Dieses Mal hieß das Oberthema „Die Welt ist schön“ – schön, aber nicht heile, müsste man ergänzen. In diesem Zusammenhang war besonderes Augenmerk auf Künstliche Intelligenz (KI) gelegt, die für die Fotografie Chancen und Gefahren birgt, nämlich Arbeitserleichterungen auf der einen und die Möglichkeit, problemlos Fake-Bilder zu schaffen, auf der anderen Seite. Letztendlich war die Fotografie nie so objektiv und unbestechlich, wie man es ihr schon immer andichtete; man wird also den Umgang mit den neuen Möglichkeiten lernen müssen. Ein Wettbewerb, bei dem KI eingesetzt werden musste, wurde mit einer Vorführung der zehn in die Endrunde gekommenen Einsendungen und der Bekanntgabe der Gewinner abgeschlossen. Hätte das Publikum abstimmen dürfen, hätte vielleicht der eigens angereiste Camilo Echeverri für seinen Beitrag „El Mato“ gewonnen. Echeverri erzählt in einer realistischen, aber nur mit Mitteln der KI erreichbaren Darstellungsweise eine irritierende Geschichte aus dem südamerikanischen Urwald.

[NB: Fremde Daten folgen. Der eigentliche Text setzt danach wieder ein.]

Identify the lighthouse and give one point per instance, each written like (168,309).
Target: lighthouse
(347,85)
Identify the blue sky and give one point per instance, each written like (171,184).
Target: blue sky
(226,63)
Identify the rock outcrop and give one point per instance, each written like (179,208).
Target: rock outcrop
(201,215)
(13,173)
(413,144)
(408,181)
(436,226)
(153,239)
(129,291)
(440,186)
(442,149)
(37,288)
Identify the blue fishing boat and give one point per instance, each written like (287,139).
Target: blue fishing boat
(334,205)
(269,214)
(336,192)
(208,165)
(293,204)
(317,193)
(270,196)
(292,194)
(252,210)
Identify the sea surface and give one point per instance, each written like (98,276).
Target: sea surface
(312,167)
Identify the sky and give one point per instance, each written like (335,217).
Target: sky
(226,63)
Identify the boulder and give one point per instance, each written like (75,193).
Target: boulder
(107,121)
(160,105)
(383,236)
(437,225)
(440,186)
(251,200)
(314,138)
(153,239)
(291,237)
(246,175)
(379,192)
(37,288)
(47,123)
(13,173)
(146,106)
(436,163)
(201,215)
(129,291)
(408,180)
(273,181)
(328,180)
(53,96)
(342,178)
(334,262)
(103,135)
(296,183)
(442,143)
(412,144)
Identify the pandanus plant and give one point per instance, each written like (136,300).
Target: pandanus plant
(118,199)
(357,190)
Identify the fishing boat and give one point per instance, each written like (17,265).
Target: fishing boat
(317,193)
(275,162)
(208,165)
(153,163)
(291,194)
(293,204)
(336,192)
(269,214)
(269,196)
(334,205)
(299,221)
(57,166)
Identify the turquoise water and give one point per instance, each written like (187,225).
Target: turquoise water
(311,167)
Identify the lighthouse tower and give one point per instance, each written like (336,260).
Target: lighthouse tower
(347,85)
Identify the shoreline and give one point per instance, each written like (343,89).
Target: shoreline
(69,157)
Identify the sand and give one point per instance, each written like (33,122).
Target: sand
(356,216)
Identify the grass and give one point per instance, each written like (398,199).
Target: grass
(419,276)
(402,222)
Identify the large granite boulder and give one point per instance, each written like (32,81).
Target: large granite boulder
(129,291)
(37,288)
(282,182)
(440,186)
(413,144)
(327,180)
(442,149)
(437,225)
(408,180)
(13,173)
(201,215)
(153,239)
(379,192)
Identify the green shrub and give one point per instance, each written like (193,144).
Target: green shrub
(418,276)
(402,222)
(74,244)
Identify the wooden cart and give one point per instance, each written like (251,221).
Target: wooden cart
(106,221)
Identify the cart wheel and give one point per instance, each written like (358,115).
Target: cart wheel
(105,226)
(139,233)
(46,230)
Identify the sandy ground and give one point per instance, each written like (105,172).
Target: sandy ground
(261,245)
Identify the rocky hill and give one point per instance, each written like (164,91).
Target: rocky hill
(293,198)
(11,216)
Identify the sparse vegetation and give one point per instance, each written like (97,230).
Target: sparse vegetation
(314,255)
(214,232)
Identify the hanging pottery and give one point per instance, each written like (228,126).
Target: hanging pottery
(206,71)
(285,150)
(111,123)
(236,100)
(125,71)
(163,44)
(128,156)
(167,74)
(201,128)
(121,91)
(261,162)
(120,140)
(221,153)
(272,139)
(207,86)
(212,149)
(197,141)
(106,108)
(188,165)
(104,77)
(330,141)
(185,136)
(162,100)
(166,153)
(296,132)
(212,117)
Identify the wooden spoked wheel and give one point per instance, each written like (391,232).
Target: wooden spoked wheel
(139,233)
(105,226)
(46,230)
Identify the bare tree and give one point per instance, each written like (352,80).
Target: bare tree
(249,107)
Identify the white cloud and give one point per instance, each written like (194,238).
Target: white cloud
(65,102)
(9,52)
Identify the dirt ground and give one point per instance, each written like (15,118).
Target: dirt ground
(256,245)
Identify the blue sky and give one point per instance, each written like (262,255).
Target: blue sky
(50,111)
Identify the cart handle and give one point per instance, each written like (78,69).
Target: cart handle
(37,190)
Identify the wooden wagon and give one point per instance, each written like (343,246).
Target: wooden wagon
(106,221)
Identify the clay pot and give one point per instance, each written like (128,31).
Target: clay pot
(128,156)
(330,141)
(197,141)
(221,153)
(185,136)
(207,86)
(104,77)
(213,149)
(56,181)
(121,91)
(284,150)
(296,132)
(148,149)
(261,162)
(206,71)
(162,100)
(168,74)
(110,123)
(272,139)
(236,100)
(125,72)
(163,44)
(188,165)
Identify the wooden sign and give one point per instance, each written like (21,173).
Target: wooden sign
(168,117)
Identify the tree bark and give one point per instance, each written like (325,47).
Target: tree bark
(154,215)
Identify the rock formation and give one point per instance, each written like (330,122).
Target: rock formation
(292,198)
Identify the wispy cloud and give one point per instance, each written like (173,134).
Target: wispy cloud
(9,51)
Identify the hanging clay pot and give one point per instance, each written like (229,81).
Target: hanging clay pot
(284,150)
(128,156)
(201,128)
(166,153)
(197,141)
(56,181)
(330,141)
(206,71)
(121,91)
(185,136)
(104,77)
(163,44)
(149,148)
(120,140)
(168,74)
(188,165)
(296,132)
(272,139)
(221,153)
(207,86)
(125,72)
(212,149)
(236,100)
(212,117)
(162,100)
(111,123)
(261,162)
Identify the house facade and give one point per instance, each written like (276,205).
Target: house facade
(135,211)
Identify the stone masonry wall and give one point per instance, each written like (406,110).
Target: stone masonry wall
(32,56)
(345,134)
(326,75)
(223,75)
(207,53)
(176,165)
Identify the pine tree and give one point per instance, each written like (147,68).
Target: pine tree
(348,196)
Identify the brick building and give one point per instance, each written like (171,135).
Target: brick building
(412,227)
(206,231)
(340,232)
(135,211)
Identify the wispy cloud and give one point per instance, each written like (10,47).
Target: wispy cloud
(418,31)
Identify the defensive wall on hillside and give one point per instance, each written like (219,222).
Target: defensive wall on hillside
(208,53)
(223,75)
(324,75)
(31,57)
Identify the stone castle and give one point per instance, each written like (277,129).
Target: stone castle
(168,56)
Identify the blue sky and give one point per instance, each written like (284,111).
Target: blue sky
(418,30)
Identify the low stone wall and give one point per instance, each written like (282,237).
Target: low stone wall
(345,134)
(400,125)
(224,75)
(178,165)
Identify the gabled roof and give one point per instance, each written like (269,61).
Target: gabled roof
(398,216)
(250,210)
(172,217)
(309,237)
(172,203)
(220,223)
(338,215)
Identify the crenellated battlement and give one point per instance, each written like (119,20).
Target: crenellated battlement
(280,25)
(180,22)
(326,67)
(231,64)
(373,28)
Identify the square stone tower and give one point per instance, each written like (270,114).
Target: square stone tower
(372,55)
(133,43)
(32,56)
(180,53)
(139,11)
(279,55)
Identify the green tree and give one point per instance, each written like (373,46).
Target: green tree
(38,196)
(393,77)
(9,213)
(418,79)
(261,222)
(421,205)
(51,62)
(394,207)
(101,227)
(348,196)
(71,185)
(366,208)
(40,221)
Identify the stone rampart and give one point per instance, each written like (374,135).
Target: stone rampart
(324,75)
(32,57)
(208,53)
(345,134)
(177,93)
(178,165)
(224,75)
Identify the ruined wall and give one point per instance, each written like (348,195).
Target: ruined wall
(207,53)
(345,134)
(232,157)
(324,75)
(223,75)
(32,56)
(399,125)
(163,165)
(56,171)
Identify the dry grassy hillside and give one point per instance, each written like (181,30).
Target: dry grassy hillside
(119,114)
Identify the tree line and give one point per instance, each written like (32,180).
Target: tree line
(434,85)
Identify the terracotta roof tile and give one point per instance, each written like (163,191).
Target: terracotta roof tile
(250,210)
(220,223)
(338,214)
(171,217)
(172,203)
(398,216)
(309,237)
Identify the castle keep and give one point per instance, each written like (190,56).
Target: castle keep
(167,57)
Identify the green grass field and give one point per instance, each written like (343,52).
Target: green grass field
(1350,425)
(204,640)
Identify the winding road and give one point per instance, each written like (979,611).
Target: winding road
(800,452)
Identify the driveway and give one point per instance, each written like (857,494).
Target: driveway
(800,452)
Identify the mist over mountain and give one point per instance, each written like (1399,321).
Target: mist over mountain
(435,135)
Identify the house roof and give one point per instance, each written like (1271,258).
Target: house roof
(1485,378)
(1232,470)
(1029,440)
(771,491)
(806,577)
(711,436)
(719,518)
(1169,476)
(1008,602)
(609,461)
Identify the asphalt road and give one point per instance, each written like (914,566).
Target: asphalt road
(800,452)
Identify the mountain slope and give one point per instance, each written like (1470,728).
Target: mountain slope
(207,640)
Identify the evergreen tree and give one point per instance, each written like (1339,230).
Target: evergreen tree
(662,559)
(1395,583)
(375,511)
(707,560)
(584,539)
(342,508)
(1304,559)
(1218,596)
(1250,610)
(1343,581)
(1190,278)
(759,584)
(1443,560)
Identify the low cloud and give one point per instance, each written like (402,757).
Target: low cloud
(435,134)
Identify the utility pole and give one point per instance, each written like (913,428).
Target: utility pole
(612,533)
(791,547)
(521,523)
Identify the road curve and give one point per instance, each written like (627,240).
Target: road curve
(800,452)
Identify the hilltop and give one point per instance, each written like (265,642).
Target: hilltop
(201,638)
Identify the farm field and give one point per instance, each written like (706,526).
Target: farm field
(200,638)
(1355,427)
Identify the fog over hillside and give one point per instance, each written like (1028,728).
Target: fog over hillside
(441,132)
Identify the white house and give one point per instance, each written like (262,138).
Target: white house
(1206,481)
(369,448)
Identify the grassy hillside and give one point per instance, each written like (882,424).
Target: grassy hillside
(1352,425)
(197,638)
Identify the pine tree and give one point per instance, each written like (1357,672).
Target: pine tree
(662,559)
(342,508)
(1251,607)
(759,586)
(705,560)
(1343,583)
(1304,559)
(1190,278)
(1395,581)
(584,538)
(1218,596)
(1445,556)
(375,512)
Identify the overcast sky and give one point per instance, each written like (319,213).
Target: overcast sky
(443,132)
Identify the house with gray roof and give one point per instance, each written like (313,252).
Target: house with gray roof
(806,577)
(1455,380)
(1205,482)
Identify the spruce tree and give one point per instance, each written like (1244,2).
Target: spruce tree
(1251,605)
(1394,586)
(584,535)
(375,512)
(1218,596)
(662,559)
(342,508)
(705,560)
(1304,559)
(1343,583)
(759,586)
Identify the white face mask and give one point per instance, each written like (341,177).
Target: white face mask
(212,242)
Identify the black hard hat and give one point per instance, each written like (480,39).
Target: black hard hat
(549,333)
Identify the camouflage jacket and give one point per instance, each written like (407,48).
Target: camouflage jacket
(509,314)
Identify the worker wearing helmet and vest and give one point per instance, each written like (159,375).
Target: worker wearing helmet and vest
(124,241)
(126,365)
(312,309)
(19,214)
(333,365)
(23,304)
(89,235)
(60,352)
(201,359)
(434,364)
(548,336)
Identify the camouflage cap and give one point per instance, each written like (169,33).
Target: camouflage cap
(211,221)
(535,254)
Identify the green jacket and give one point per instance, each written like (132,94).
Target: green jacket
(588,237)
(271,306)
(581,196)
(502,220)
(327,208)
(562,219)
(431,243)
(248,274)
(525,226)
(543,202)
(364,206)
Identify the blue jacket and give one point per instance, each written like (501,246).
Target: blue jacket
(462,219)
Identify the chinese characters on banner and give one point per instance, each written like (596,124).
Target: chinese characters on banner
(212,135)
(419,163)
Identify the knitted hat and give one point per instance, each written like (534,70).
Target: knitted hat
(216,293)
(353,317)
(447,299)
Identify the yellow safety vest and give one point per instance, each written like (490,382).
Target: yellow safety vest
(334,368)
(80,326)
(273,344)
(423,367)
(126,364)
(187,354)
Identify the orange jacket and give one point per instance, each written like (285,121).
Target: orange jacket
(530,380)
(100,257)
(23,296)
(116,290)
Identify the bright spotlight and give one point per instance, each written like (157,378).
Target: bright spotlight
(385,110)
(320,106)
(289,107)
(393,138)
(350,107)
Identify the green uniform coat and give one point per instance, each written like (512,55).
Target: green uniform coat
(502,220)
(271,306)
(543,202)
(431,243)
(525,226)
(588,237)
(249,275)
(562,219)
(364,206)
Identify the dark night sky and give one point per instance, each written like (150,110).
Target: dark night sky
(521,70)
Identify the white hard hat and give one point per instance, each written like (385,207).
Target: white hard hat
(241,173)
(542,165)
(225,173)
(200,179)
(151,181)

Aber die Jury setzte „El Mato“ nur auf den zweiten Platz.
Vorträge und Präsentationen gab es in diesem Jahr unter anderem zu aktuellen Fotobüchern aus Estland (Triin Kerge), zu diversen Themen der KI (vor Ort Signe Klejs und Olle Essvik, der zusätzlich auch eine Performance gestaltete; via Zoom zugeschaltet waren David Fathi und Boris Eldagsen) und zum Amerika-Buch von Erich Mendelsohn (Gerry Badger) sowie ein Gespräch zum Werk von Candida Höfer (Jens Friis, Anne Elisabeth Toft, Moritz Neumüller). Durch ihre engagierte, lebhafte und unterhaltsame Vortragsweise lenkten Frédérique Deschamps und Olubukola Gbadegesin den Blick auf „Photonovels“, Fotoromane, und zwar mit den Schwerpunkten katholische Länder in Europa und Nigeria. Beide Referentinnen hatten einige Originalbeispiele für eine herrliche Ausstellung mitgebracht, die in der Aarhuser Stadtbibliothek DOKK1 zu sehen war und von den beiden Kuratorinnen couragiert erläutert wurde. Das Thema des Zehnjahresjubiläums wurde von José Luis Neves aufgegriffen, der in seinem Vortrag die in der letzten Dekade publizierten Bücher über Fotobücher kategorisierte. Rolf Sachsse schließlich hätte noch mehr zu Candida Höfer erzählen können, sprach aber in Anknüpfung an seinen Besuch zur ersten Photobookweek 2014 über die Frage, was Fotobücher zu Architekturthemen ausmacht. Dieses Thema wurde mit einer zusätzlichen Bücherausstellung vertieft.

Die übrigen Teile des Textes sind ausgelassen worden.